In the example above it is -4:00 from UTC


2019-05-16 09:30:00 - 04:00


According to this chart UTC to CST Converter - Savvy Time
adding 4 hours to 09:30:00 gives me 13:30 (or 8:30 AM converted to cst)




My question is how do I get the incoming date to the actual CST time.

Code:

const char *time_details = "2019-05-16T09:30:00-04:00";
struct tm tm2;
strptime(time_details, "%Y-%m-%dT%H:%M:%S%z", &tm2);
time_t tmIncomingTime = mktime(&tm2);
struct tm * tmLocalTime = localtime(&tmIncomingTime);
time_t t3 = mktime(tmLocalTime);

The output of t3 is 9:30 which is not what I am expecting.


How can I get this converting the timezones with the correct time.


Thanks in advance.

But not RFC 822... RFC 822 uses +/-hhmm zone offset format.

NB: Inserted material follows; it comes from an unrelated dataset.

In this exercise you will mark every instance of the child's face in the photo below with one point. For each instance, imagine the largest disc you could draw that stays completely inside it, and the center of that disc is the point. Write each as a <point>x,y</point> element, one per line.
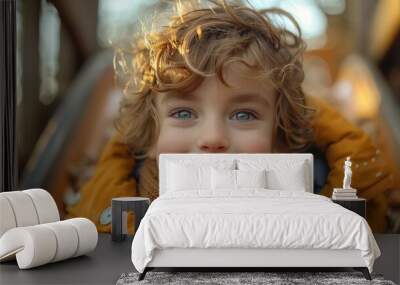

Take a look at this code (pay attention to the comments).

Code:

/* test.c */
#define _GNU_SOURCE
#include <stdlib.h>
#include <stdio.h>
#include <string.h>
#include <time.h>

static void f( char * );

int main ( void )
{
  char **p;

  // RFC 822/ISO 8601 standard date/time format.
  // The zone offset must be in format [+|-]hhmm.
  static char *tstrs[] = { "2019-05-16T16:30:00-0300",
                           "2019-05-16T16:30:00+0300",
                           NULL };

  p = tstrs;
  while ( *p )
    f( *p++ );
}

// strips the final '\n' from string pointed by p.
#define stripnl(p) {char *tp_;if(tp_=strchr((p),'\n'))*tp_='\0';}

void f( char *tstr )
{
  struct tm tm = {0}; // strptime says tm should
                      // be initialized first. So,
                      // no garbage!
  time_t t, t2;
  long int offset;
  char *p, *q;

  // %F and %z are glibc extensions.
  // %F == %Y-%m-%d
  // %z expects a zone offset [+/-]hhmm (rfc822).
  strptime ( tstr, "%FT%H:%M:%S%z", &tm );

  // tm_gmtoff is a glibc extension.
  // mktime changes the buffer, so we cannot reuse tm.tm_gmtoff.
  offset = tm.tm_gmtoff;
  t = mktime ( &tm );
  t2 = t + offset;

  // ctime returns a pointer to a static buffer.
  // duplicate them.
  p = strdup( ctime( &t ) ); 
  q = strdup( ctime( &t2 ) ); 

  // strip final '\n' from buffers.
  stripnl( p );
  stripnl( q );

  printf( "%s -> %s (%s %s%ld secs)\n", 
          tstr, 
          q, p,
          offset >= 0 ? "+" : "", 
          offset );

  free( q );
  free( p );
}

so the data comes to me as "2019-05-16T09:30:00-04:00" and i can make it "2019-05-16T09:30:00-0400" but I am still lost on how to convert it to my current timezone

Code:

const char *time_details = "2019-05-16T09:30:00-0400";
struct tm tm2;
strptime(time_details, "%Y-%m-%dT%H:%M:%S%z", &tm2);
time_t tmIncomingTime = mktime(&tm2);
struct tm * tmLocalTime = localtime(&tmIncomingTime);
time_t t3 = mktime(tmLocalTime);